I have a high resolution image but want to illustrate what the image would look like if it were aquired using a camera with lower resolution e.g., 1 m resolution at a distance of ~500 m. I would think the best way to do this is to do a convolution but not sure what I should use? help would be appreciated.
It depends on why the camera has lower resolution. Is it because you have gone to a smaller lens, so the diffraction limited resolution is worse? Or because the optics have aberrations? Or just because there aren't as many pixels in the CCD?
I have a visible spectrum image which has been rendered for temperature and simulate in Zeemax. We want to simulate what it would look like using a Microbolometer FLIR tau640 which uses a 17 micron pixel pitch and 640 (H) × 512 (V) array. The Zeemax simulation appears too high resolution. Does this help? My thought was to scale the image to look for two objects that are ~ 1m then use a Guassian Blur until it is difficult resolve the two objects.
The optics blur the image according to the point spread function, which is most likely a second order Bessel function (can't say for sure without know more about the optics), not a Gaussian. If the image was rendered using visible wavelengths what you need to do is change the wavelengths in Zemax to the IR wavelengths the bolometer will actually see. That will reduce your image resolution a lot. Then you can look at the spatial resolution of the optics by looking at the point spread function and/or the cutoff of the MTF in Zemax. If it's still much better than 17 microns then the camera will be the limiting factor. If it's much worse than than 17 microns (at least 5-6 pixels across the width of the Airy disc), the effect of the camera is minimal.

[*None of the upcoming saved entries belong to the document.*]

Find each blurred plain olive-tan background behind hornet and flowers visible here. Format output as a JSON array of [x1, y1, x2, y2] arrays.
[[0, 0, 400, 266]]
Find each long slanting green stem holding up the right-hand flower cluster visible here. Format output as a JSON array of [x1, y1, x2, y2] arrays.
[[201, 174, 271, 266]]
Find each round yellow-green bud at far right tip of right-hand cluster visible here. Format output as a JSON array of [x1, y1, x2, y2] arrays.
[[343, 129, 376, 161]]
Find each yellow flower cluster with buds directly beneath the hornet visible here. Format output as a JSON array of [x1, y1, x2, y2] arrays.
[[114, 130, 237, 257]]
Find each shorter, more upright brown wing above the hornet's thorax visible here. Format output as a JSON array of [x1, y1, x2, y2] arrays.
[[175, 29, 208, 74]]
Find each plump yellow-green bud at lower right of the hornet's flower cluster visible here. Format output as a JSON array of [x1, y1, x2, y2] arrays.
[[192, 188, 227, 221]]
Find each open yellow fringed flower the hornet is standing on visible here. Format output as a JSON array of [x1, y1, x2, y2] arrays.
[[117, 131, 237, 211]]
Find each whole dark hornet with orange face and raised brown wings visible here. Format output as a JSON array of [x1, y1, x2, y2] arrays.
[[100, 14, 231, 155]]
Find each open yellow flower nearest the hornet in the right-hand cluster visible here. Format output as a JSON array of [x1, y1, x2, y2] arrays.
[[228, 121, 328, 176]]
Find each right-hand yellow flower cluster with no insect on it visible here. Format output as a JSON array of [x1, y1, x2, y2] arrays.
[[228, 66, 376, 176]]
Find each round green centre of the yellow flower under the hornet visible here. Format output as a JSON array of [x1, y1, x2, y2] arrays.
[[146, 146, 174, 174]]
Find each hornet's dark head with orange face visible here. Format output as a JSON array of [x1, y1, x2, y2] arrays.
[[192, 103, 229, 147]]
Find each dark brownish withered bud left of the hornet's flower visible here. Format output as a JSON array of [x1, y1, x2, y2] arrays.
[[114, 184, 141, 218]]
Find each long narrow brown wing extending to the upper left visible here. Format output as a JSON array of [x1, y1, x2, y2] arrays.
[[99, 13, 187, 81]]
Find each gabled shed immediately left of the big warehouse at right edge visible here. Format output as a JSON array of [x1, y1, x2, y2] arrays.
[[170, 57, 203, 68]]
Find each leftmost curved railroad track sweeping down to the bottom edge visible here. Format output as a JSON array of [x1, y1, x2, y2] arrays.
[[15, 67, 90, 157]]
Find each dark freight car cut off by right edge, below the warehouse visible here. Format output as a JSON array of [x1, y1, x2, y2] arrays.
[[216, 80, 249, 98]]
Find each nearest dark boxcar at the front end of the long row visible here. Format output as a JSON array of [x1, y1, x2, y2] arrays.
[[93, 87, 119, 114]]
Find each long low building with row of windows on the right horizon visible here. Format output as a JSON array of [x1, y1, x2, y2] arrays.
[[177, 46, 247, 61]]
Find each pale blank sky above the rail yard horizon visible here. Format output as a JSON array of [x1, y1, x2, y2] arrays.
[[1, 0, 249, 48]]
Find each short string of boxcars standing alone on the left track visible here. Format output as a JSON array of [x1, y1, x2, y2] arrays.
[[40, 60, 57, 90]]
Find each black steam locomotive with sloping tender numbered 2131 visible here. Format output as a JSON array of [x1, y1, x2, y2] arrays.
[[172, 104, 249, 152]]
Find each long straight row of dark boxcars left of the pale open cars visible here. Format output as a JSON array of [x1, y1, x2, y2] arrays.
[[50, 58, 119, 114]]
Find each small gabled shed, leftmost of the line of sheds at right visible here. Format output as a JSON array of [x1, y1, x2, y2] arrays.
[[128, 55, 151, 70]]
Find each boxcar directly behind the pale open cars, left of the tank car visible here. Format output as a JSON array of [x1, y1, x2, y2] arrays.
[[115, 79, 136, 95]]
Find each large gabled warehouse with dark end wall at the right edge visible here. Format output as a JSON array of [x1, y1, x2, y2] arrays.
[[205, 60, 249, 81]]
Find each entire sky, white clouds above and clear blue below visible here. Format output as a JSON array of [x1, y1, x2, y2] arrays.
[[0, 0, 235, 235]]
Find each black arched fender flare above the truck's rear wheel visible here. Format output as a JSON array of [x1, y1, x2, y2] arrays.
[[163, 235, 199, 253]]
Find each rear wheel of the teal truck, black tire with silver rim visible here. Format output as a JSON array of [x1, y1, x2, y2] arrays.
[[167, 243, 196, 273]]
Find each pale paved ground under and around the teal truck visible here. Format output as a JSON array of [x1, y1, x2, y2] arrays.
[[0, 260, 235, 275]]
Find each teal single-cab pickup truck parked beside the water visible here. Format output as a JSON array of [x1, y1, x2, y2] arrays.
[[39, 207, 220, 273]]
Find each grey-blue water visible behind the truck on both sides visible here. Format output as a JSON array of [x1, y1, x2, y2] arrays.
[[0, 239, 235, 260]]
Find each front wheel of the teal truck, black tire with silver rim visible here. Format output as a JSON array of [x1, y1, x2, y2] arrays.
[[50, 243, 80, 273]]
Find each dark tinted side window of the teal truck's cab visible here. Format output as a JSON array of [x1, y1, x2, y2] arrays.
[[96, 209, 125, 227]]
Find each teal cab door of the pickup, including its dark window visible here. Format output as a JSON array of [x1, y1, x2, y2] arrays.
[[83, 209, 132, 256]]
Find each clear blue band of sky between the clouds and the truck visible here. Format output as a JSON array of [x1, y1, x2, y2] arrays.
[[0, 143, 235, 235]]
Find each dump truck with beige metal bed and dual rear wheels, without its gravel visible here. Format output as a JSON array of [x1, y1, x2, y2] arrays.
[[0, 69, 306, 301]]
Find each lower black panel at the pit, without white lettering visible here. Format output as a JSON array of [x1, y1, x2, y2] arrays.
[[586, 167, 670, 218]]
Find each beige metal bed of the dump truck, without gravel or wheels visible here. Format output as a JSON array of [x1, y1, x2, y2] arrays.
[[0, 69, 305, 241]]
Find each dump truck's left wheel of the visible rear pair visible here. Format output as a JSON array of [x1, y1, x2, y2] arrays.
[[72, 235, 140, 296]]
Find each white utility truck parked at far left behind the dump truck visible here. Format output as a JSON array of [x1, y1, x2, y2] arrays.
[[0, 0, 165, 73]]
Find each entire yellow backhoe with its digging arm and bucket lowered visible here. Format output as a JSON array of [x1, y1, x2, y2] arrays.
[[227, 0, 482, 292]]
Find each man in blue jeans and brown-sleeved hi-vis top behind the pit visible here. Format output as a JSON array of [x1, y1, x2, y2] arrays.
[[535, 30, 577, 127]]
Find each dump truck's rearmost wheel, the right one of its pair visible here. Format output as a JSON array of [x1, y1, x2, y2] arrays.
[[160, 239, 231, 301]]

The effect of the camera is just pixelation, and you can simulate it just by downsampling the image in a graphics program. If you do it that way do not use anti-aliasing, because the optics in the camera clearly cannot do that!. Do not use any smoothing or convolution either.
Thank you Richard,
I believe that the colleague that ran the Zeemax simulation did indeed use IR wavelengths, and pixel pitch per FLIR documentation. I think the array size he used was 512x512 rather than 640x512 as stated in the literature. I think we were all surprised at the detail in the simulated image since we expected a "blob". Is it O.K. for me to email the image to you so you can see what I mean?
I think the array size he used was 512x512 rather than 640x512 as stated in the literature.
That's not going to make much difference (and in one direction, obviously no difference whatsoever ).
I think we were all surprised at the detail in the simulated image since we expected a "blob". Is it O.K. for me to email the image to you so you can see what I mean?
Sure. I'll send you a private message with my e-mail address. I'm not sure what I can tell you though, because I don't know anything about your optics. The key is to look at the MTF. That will tell you the expected resolution (I am not an expert in Zemax, but I am fairly sure the MTF is calculated without taking the detector into consideration. That's actually good, because the MTF of an FPA detector is a rather wishy-washy thing!), which you can compare to the pixel spacing.